Area nera. Questa è dedicata alla comunicazione e al linguaggio. Mullican indaga il mondo materiale e la sua costruzione psicologica. In pratica quello che vediamo e quello che pensiamo di quello che vediamo. Nelle immagini, tratte da fumetti, l’artista entra nel personaggio rappresentato prima che questo faccia parte della storia. «Tutto è astratto, dice, è possibile costruire la realtà solo attraverso la nostra storia e cultura». Che cosa è la vita? Che cosa è la morte? si chiede. Per scoprirlo entra nella vita di un cadavere – una persona non più in vita ma che è vissuta – e nello stesso tempo di una bambola, un oggetto inerte ma che per noi vive di una vita propria. Ora entra in scena Glen, il suo alter ego. Le fantasie dell’artista partono da quando era bambino e si interrogava sulla vita e sulla morte. È il destino che le lega? Dove ero prima di nascere? Dove sarò dopo la morte? In paradiso o all’inferno?
Area gialla. Siamo al centro del percorso, in un rettangolo. Mullican indaga l’arte, la scienza e la cultura; il mondo non è più simbolico ma reale. Questa zona è divisa in cinque sottozone, con cinque diversi livelli di significato, rappresentati da ulteriori cinque colori. Il verde legato a elementi naturali e materiali; il blu alla vita quotidiana; il giallo alle arti e alle scienze; il nero al linguaggio e il rosso alla spiritualità.
Area blu. Siamo nel mondo della vita quotidiana e della città. Dal 1986 Mullican lavora con una società informatica per realizzare una mappa virtuale della sua città ideale. Computer Project, è il titolo del progetto realizzato fra il 1986 e il 1990. All’interno di questa città troviamo ristoranti, negozi, ospedali... Gli anni successivi realizza Five into One con una tecnologia più potente e avanzata che gli permette di entrare in un ambiente virtuale e passeggiare nella sua camera. In quest’area troviamo un box giallo (dove non si può entrare) che contiene gli oggetti reali appartenenti all’altro Mullican: un letto, una sedia, una pentola, una radio...
Area verde. La Grande Navata si conclude con l’area verde che rappresenta il mondo naturale della materia e degli elementi. Qui troviamo ossi, animali impagliati, insetti, semi. Tutto il suo mondo. Poi una serie di cartoncini colorati che esposti a differenti fonti di luce cambiano la percezione del colore originario a dimostrazione che questo non è determinato in sé, ma è solo una nostra rappresentazione.

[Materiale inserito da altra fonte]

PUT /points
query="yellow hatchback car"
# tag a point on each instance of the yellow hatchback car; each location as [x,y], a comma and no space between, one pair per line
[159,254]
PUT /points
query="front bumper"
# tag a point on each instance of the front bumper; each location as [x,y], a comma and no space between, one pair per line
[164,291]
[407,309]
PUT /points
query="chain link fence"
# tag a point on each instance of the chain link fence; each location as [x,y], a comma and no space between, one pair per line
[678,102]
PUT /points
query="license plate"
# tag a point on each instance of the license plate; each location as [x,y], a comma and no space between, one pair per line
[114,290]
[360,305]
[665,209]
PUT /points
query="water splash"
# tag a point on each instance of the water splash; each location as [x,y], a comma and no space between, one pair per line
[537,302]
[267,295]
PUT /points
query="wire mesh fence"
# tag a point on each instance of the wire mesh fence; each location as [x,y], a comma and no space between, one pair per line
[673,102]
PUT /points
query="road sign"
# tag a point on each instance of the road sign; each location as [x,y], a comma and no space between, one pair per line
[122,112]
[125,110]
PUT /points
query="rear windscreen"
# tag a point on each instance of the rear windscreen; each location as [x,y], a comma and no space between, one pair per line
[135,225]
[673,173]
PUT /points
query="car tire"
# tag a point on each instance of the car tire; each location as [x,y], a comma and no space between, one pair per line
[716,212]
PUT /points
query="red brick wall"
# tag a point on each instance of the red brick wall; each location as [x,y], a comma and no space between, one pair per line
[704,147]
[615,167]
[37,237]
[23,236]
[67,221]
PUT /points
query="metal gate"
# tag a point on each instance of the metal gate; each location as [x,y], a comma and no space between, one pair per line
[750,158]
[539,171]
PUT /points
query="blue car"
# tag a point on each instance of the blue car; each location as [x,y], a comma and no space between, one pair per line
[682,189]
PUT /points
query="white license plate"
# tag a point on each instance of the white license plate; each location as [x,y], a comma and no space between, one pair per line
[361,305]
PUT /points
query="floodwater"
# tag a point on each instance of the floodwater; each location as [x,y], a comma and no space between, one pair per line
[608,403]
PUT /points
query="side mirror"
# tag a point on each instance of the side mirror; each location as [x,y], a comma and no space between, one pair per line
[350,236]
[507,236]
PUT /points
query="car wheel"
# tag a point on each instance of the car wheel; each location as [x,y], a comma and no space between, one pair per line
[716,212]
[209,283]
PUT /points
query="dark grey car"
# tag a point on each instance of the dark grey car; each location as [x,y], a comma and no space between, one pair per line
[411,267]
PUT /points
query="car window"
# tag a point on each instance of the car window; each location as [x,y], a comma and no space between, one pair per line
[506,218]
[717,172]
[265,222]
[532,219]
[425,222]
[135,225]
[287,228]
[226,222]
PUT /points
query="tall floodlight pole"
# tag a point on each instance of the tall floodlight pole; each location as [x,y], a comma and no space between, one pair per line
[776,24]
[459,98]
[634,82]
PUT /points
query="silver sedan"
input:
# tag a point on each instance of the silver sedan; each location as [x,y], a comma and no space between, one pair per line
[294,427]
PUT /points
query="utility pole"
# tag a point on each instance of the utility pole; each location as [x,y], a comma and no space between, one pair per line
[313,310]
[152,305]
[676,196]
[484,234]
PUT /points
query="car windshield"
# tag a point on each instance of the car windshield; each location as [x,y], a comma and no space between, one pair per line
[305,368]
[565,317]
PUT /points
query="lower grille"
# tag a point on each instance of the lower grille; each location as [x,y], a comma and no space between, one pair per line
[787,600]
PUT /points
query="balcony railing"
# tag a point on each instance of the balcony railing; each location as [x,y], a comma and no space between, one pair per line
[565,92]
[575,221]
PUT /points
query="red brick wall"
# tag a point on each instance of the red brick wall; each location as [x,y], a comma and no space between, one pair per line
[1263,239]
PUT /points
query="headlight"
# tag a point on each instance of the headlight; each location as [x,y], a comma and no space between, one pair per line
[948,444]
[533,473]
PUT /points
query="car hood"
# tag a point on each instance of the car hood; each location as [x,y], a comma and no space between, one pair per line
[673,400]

Per finire troviamo il cubo – che altro non è che l’ultima grande sala dopo la navata – che l’artista ricopre completamente di rubbing: una tecnica che include pittura, disegno, stampa. Serve a rappresentare l’idea centrale dell’artista e cioè che il mondo non è quello che vediamo ma la sua ombra. Un po’ come nella famosa immagine della caverna di Platone. «Ciò che osservo, quello che qualsiasi occhio percepisce – precisa l’artista – altro non è che un’immagine sulla retina: ma il mondo reale non è così. Il rubbing rappresenta quello che l’occhio vede: è il rilievo». Al centro del cubo 449 tavole tratte dalla New Edinburgh Encyclopedia, un’enciclopedia del 1825 replicata su lastre di magnesio.
Nella sala antecedente il grande spazio dedicato a Mullican possiamo vedere, fino al 22 luglio, la mostra di Eva Kot’átková The Dream Machine is Asleep le cui opere, legate a una sorta di Dadaismo e Surrealismo, si snodano fra collage, sculture, fotomontaggi, video, performance, disegni e installazioni.